Helena eyed the path back toward the village. She could just turn and go, now. But then she remembered the gratitude in the soldier’s eyes as he had taken the food from her. She was his only hope. If the Germans came, though, she would be arrested, leaving her family helpless. She had to think of them first. One had to be practical in order to survive in these times. She would build the soldier a fire before going and that was all.
She returned with her armful of kindling, which she carried to the small stove in the corner. He frowned. “It isn’t right, you hauling wood for me.”

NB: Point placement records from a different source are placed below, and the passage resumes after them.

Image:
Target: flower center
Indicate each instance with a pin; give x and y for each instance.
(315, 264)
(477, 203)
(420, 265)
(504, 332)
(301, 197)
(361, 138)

Helena fought the urge to laugh. She carried enough wood to keep her family warm—the small pile of kindling was nothing. Still, she was touched by his concern. “It’s fine.” The wood was too damp, she fretted as she broke it into pieces. But when she struck the match she’d brought from home and touched it to the pile, it began to burn merrily.
“Thank you,” Sam said, sliding closer along the floor as she closed the grate. The tiny flames seemed to make his dark eyes dance. He winced.
“Is it very painful?” she asked.
“It isn’t so bad when I’m still, but when I move, it’s awful.”
“Let me.” She walked to him and slowly helped him inch closer to the fire, letting him lean on her for support, feeling his muscles strain with the effort of each movement.
“There is one other thing...” He hesitated. “I’m so sorry to ask, but I’d like to wash if that’s somehow possible.” She’d noticed it earlier, his own masculine earthy scent, stronger than it had been last time she was here. “Perhaps some water?”
“Let me see what I can find.” Helena went back outside to where she had seen a rusty bucket lying by the drain. She picked up the bucket and walked uphill several meters to the stream. She moved slowly on her return, taking care not to spill. “It’s cold,” she cautioned as Sam took it from her, his hand brushing hers.